Okay sorry I got it to work.
 The problem is I need the row to change as the date in column K passes. When I used the formula, it highlighted all the rows immediately.


----------



## mumps (Jan 2, 2023)

BillieKopecky2022 said:


> I need the row to change Green when the date is past


The formula compares the dates in column K to today's date.  If any date in column K is before today's date, that row will be coloured in green.  In Post #3 you posted a picture.  It is hard to work with a picture.  It would be easier to help if you could use the XL2BB add-in (icon in the menu) to attach a screenshot (*not a picture*) of your sheet.  Alternately, you could upload a copy of your file (de-sensitized if necessary) to a free site such as www.box.com or www.dropbox.com. Once you do that, mark it for 'Sharing' and you will be given a link to the file that you can post here.


----------



## Sufiyan97 (Jan 2, 2023)

Try TODAY() instead of NOW()

Book7ABCDEFGHIJKL121/2/202331/1/2023412/31/202251/3/202367891011Sheet1Cells with Conditional FormattingCellConditionCell FormatStop If TrueK1:K100Expression=AND($K1<TODAY(),$K1<>"")textNO


----------



## BillieKopecky2022 (Jan 4, 2023)

Excel help.PNG
					

Shared with Dropbox




					www.dropbox.com
				




Here is the link.
I believe I have the formula in. I have multiple formulas for cell K and only one is working. How do I make sure all the formulas are working?


----------



## BillieKopecky2022 (Dec 30, 2022)

Hello, 
I am new to Excel. I am trying to adjust a spreadsheet so that an entire row will be highlighted when a date in a column (k) is past. The dates in Column K are all different. How do I do this?


----------



## Fluff (Jan 4, 2023)

That link is to an image. What we really need is the actual file, or for you to post your data (including the conditional format rules) using the XL2BB add-in.


----------



## BillieKopecky2022 (Tuesday at 1:22 PM)

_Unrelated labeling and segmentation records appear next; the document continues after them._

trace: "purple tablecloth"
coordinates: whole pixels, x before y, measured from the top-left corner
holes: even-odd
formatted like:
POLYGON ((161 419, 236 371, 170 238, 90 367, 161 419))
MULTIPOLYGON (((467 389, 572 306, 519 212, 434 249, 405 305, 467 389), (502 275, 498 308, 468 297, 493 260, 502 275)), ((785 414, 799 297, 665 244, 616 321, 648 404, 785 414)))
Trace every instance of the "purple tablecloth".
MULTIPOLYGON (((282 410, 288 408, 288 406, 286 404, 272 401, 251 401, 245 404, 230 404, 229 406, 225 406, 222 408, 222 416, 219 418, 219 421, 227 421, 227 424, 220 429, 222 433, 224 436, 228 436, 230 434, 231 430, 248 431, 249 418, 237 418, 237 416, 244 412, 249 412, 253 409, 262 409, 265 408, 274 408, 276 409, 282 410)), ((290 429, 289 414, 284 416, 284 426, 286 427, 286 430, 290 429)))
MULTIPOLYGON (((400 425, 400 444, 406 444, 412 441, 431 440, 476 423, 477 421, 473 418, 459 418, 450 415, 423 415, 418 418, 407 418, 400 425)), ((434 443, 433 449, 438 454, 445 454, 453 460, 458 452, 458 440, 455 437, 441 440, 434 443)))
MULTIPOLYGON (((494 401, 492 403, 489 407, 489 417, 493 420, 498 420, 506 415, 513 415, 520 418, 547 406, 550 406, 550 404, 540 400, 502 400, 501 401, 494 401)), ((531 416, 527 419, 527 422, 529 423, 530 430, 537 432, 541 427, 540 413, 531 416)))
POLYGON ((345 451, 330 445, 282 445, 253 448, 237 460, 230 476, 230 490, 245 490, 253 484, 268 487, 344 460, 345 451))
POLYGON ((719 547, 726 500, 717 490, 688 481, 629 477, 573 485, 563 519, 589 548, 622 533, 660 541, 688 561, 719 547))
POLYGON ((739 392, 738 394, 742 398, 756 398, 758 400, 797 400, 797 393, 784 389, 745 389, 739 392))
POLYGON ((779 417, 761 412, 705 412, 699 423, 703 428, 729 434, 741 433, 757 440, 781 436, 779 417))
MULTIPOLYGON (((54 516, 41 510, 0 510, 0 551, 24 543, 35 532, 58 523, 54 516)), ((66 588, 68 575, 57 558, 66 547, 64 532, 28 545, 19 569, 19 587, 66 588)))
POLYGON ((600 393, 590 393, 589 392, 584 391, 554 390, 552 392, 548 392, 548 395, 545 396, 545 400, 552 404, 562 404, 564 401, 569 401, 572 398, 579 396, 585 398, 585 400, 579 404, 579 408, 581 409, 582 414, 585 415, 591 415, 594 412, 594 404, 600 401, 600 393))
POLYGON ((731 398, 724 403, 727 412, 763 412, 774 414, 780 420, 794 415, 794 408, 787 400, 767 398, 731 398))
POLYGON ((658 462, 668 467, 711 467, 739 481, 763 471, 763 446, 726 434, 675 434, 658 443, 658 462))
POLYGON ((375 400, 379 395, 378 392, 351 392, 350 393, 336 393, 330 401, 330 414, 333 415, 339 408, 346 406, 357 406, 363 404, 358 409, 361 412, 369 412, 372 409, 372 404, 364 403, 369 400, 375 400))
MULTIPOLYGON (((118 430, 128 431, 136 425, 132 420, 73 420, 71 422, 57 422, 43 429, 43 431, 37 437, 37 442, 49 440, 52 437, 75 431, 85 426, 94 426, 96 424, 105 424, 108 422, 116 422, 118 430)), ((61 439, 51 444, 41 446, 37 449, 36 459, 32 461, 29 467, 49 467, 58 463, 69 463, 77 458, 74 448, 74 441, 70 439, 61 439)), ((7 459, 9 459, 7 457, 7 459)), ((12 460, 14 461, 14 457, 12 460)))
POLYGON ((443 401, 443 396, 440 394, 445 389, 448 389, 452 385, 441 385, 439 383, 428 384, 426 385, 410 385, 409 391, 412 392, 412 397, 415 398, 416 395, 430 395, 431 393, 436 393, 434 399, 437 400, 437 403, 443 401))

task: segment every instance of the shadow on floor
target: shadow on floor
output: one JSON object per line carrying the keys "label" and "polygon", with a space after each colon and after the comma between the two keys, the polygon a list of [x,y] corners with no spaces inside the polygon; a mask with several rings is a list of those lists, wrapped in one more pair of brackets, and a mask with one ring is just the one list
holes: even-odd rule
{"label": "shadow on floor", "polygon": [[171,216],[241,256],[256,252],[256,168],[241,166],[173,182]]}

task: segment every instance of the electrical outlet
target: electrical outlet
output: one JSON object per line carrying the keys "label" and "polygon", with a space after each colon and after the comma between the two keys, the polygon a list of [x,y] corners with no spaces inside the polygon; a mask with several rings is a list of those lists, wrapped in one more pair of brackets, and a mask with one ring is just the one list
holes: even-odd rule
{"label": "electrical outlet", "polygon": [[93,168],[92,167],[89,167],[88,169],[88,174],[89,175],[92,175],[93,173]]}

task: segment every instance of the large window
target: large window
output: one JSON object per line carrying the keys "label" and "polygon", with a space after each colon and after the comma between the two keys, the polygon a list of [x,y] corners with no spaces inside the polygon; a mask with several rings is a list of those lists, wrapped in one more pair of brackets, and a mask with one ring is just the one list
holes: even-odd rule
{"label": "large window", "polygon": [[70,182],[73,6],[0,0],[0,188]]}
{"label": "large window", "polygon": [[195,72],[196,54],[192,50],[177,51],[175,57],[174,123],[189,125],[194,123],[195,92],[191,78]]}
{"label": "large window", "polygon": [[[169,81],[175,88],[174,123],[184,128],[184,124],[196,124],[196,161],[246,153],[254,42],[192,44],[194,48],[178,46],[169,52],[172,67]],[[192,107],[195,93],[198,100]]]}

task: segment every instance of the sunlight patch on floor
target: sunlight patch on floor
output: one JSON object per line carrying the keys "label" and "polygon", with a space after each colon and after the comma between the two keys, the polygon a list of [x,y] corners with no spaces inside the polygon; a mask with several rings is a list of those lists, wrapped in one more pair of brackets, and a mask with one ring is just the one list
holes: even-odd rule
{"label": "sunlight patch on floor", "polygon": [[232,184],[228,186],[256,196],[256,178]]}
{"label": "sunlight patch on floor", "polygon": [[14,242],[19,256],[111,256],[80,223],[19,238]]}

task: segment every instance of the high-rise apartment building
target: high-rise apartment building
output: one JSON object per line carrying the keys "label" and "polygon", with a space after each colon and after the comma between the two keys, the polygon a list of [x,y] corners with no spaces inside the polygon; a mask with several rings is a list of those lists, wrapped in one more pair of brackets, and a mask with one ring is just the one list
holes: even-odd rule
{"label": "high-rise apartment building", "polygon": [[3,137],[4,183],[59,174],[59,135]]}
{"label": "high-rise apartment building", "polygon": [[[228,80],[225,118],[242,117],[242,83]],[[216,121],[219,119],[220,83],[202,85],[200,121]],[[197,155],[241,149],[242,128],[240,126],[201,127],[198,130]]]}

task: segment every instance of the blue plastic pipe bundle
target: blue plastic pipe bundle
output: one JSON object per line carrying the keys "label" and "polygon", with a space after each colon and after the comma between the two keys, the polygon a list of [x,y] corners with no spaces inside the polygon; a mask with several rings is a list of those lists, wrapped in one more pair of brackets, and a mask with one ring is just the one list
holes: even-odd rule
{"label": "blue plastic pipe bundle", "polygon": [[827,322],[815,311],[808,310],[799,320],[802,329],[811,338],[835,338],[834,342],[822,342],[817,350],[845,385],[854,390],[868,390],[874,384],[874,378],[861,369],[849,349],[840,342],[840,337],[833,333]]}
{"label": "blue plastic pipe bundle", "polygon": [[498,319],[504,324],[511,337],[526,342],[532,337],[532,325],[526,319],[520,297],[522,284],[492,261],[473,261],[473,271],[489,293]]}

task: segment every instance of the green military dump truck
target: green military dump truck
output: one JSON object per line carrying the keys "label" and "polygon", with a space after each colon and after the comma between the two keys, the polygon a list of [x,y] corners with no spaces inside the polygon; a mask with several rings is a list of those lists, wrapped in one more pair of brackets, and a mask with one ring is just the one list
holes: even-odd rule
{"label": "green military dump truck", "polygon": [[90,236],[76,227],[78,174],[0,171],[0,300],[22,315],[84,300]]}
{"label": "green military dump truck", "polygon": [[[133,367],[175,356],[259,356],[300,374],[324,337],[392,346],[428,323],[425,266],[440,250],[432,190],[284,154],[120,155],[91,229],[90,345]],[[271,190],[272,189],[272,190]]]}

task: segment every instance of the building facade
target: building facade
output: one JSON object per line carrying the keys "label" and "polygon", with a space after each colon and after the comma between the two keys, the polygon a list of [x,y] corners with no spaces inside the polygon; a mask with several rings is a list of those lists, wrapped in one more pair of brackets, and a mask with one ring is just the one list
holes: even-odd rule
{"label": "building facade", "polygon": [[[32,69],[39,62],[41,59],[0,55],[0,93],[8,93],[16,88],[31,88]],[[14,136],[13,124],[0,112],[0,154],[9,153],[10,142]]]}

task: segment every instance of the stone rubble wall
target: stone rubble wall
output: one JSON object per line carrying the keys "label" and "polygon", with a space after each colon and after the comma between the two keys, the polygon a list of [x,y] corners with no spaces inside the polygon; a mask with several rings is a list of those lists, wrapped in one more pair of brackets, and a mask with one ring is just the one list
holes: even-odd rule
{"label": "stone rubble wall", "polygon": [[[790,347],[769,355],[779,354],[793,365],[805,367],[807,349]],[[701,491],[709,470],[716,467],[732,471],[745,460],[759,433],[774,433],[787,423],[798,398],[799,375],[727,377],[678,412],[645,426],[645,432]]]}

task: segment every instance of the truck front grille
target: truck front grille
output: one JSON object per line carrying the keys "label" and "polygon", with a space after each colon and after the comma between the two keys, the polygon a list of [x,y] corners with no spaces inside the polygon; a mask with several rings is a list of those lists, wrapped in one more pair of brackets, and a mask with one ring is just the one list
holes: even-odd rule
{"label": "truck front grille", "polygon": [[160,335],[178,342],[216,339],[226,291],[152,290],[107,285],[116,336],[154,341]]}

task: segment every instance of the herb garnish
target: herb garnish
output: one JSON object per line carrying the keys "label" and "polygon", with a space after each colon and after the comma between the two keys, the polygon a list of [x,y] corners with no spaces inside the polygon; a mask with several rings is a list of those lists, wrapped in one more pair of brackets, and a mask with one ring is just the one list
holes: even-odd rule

I tried to add the XL2BB add-in, and it's not supported on the file. How do I upload the actual file?


----------



## Fluff (Tuesday at 1:26 PM)

You will need to upload to a share site such as OneDrive, DropBox, GoogleDrive. Then mark for sharing & post the link you are given to the thread.


----------



## BillieKopecky2022 (Tuesday at 1:29 PM)

Okay, I think I got it this time.  








						Excel Help.xlsx
					

Shared with Dropbox




					www.dropbox.com


----------



## Fluff (Tuesday at 1:53 PM)

Thanks for that.
The CF is working for me, in what way is it wrong?
Excel Help.xlsxABCDEFGHIJKL1ENTRef MDMng MDLast PSGAHIImplant DateSuggested Tune Actual TuneRemoteSuggested Check-in Check InOV2MasdonTenchavezMasdon10/06/2158.8010/14/2211/13/2211/16/22Legacy12/16/2212/22/22, 1/25/233Withrow9/21/2210/21/2212/5/22BT1/4/234MasdonTenchavezCorey06/19/1646.5011/11/2212/11/2212/14/22Legacy1/13/231/3/235MasdonGannuchCorey11/08/1917.0012/2/221/1/231/23/23BT2/22/236MasdonMasdonCorey05/19/2117.0012/9/221/8/231/11/22BT2/10/227MasdonCarpenterCorey02/16/2228.112/5/231/4/241/11/23BT2/10/238MasdonNixonCorey08/07/22101.201/6/232/5/2302/22/23BT9MasdonSerioCorey03/30/2219.301/20/232/19/2302/22/23BT10MasdonMasdonCorey10/27/2270.101/27/232/26/2303/01/23BT11MasdonCarpenterCorey01/11/1668.902/10/233/12/2303/15/23BT12MasdonMasdonCorey12/22/2238.502/17/233/19/2303/22/23BTSheet1Cell FormulasRangeFormulaJ2:J7J2=H2+30G2:G12G2=F2+30Cells with Conditional FormattingCellConditionCell FormatStop If TrueH2Expression=AND($K1>TODAY(),H1<>"")textNOL2Expression=AND(L2>TODAY(),L2<=TODAY()+7)textNOL2Expression=AND(L2>TODAY(),(L2<=TODAY()+14))textNOJ2Expression=AND(J2>TODAY(),(J2<=TODAY()+14))textNOH2Expression=AND(H2>TODAY(),(H2<=TODAY()+14))textNOJ2:J7Expression=AND(J2>TODAY(),J2<=TODAY()+7)textNOH2:H7Expression=AND(H2>TODAY(),(H2<=TODAY()+7))textNO


----------



## BillieKopecky2022 (Tuesday at 3:16 PM)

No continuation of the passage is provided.